Big US aid package to Pakistan likely to draw Soviets closer to India

June 17, 1981

The announced accord on a large US economic and military aid package for Pakistan could further fuel superpower tension over Southwest Asia, diplomats here suggest.

The Soviets already have an estimated 85,000 troops in Afghanistan, on one side of Pakistan, and are now seen as likely to try to consolidate their influence in India, on the other side.

India, like its neighbor Pakistan, claims "nonalignment," but Delhi is linked to Moscow by generally friendly ties and a formal 1971 cooperation treaty.

The two countries signed a large arms deal in May 1980 and sealed various commercial accords, including one on increased oil deliveries, late last year when Soviet President Leonid Brezhnev visited Delhi.

On the heels of the announcement of the US-Pakistani accord, the Soviet news agency Tass quoted US news reports as suggesting that "Islamabad, with Washington's tacit approval and backing, is finalizing work to create nuclear weapons."

India tested a nuclear device in 1974, and Western analysts maintain that even the modernization of Pakistan's conventional forces implied in the US-Pakistani accord would not seriously challenge India's strategic superiority in the region.

The official Soviet news agency said that the agreement, which still must be approved by the US Congress, "will lead to an aggravation of the situation in Southwest Asia." In a separate dispatch June 15, the agency quoted "international observers" as saying the agreement came as the US and Pakistan "are stepping up the militarization of Pakistan with a view toward escalating joint subversive activities against the countries of this region."

Having suggested for months that Washington was intent on beefing up its military presence in Southwest Asia and the Indian Ocean region, the Soviets in effect took the US-Pakistani accord as proof that they had been right all along.

Soviet analysts have focused on what they see as dangers for India in the US-Pakistani relationship, an approach seen by some foreign analysts here as consistent with a Soviet desire to further strengthen ties with the Indians.

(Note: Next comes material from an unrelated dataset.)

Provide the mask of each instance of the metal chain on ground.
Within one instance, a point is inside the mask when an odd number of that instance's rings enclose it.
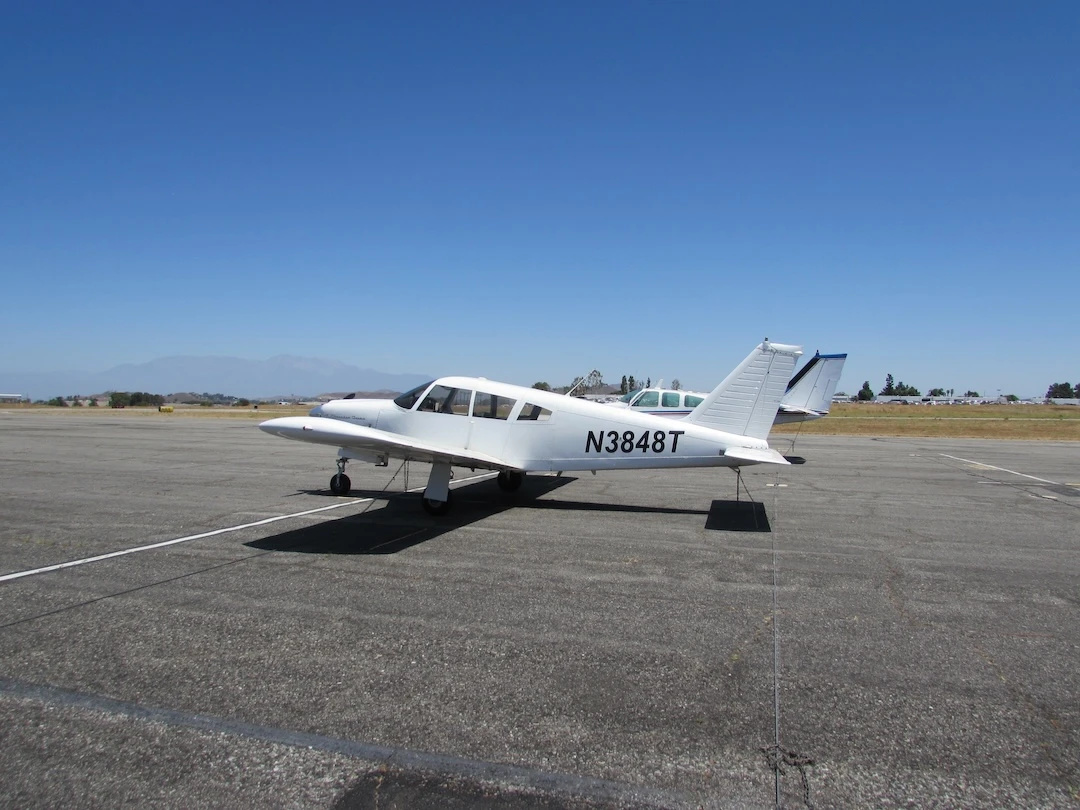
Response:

India and Pakistan have fought three major wars in the past 34 years.

Long-range Soviet policy in South Asia will at least partly depend on external factors: relations with Washington, other foreign policy pressures such as the Polish crisis, and, of course, India's own response to the announcement June 15 of the US-Pakistani accord.

But the initial feeling among foreign analysts in Moscow was that the Kremlin would now further emphasize ties with the Indians and conceivably further delay any eventual move to withdraw its troops from Afghanistan.

Diplomats suggest that relations with Afghanistan are probably a less immediate issue for Soviet policymakers. Soviet troops, after all, are already there. It is presumed that Moscow, far more than Kabul, will determine when or whether they go or stay. The Americans and Pakistanis, Moscow is suggesting, now threaten India's other flank.

At this writing, the Soviets have yet to mention the US- Pakistani insistence that the announced accord does not include plans for US bases, nor prejudice Pakistani claims to nonalignment. It seems safe to assume this will be dismissed by officials here as mere subterfuge.

"Why is Pakistan arming itself?" a Soviet news agency dispatch asked rhetorically June 15.

The agency said it is impossible to argue that events in Afghanistan threaten the Pakistanis, and quoted a Delhi newspaper as reporting that "18 out of 20 Pakistani [troop] divisions are now deployed along the Indian border."

"It is quite evident," the Soviet agency said, "that concentration of Pakistani troops is indicative of th e thrust of Pakistan's military preparations."